To understand the quantitative differences between ions residing in different regions of the coacervates, namely the “core” and “surface”, we calculated the lifetimes of ions residing in those regions. This residence time was calculated from residence time correlation function \({C}_{{{{\rm{res}}}}}^{{{{\rm{ion}}}}}(t)\) via the following equation^85,86:

$${C}_{{{{\rm{res}}}}}^{{{{\rm{ion}}}}}(\Delta t)=\frac{ < h({t}^{{\prime} })H(\Delta t;{t}^{{\prime} }) > }{ < h > }$$

(2)

where h(\({t}^{{\prime} }\)) takes a value of 1 when a particle is residing in the targeted region at time \({t}^{{\prime} }\) and 0 when it is not. \(H(\Delta t;{t}^{{\prime} })\) takes a value of 1 if the particle is continuously residing in that region (“core” for residence time of core ions or “surface” for residence time of surface ions) for the timespan of Δt starting from time \({t}^{{\prime} }\); \(H(\Delta t;{t}^{{\prime} })\) equates to 0 if the particle goes out of the region at any given point of time within time \({t}^{{\prime} }\) to \({t}^{{\prime} }+\Delta t\). That is:

$$H(\Delta t;{t}^{{\prime} })={\prod}_{t={t}^{{\prime} }}^{{t}^{{\prime} }+\Delta t}h(t).$$

(3)

and  < h > denotes ensemble averaged \(h({t}^{{\prime} })\).

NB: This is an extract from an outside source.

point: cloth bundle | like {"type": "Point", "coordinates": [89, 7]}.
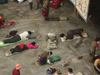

To be able to calculate the timescales associated with these correlation decays, namely residence timescales, we fit these time correlation functions using multi-exponential fit-functions as follows:

$${C}_{{{{\rm{res}}}}}^{{{{\rm{ion}}}}}(\Delta t)= {\sum}_{x=1}^{n}{a}_{i}{{{\rm{exp}}}}\left(-\frac{\Delta t}{{\tau }_{i}}\right),$$

(4)

where τ_i are the relaxation (residence) time scales, a_i are prefactors, and the index i runs over 2 or 3 depending on whether the bi-exponential or tri-exponential function represents data better.

In this analysis, we need an explicit description of the ‘core’ and ‘surface’ of the coacervate (as well as the rest of the simulation box, which is referred to as ‘bulk’). Upon visual inspection of the coacervates (e.g., snapshots in Supplementary Figs. 5 and 6, we observed that their shapes tend to deviate from a sphere, posing a challenge in accurately defining the surface region of the clusters. To define the surface region, we developed the following prescription:

1. (1)

   The coacervate was projected on three mutually perpendicular principal planes defined by the three (dynamic) principal axes of the cluster (see Fig. 1D).

2. (2)

   Subsequently, these projections on three mutually perpendicular planes were plotted together on a single graph using distinct colors, and the common rectangular area of overlapping projections was identified and marked.

3. (3)

   We observed that the common rectangular area encloses between sets of two horizontal (at y = −2 nm, y = 2 nm) and two vertical red lines (at x = −2 nm, x = 2 nm). We then considered the overlapping volume in three dimensions as a sphere of radius (r_inner = 2.8 nm), i.e., half diagonal of this rectangular area. We consider this volume as the “core” (see Fig. 1D).

4. (4)

   Finally, the area between the inner radius (r_inner = 2.8 nm) and outer radius (r_outer = 5 nm) was considered as the interfacial region. It should be noted that r_out = 5 nm is extracted from the density profile plot of PDDA and ATP beads mentioned in Fig. 2A in the main text, where 5 nm was found to be the maximum radial distance from the center where PDDA or ATP beads were found. We employed this protocol for defining the “core” and “surface” regions for all eight sample simulations.

We presented the projections with this prescription in Supplementary Fig. 20 for all independent simulations in the supernatant. By analyzing these projections, we developed the following for defining the “core”, “surface”, and “bulk” regions: (1) core region: the spherical region of radius r_inner = 2.8 nm centered at the center of mass (COM) of the coacervate, (2) surface region: the spherical shell within radii r_inner = 2.8 nm and r_outer = 5 nm, (3) bulk region: region outside the radial distance r_outer = 5 nm from the COM of the coacervates.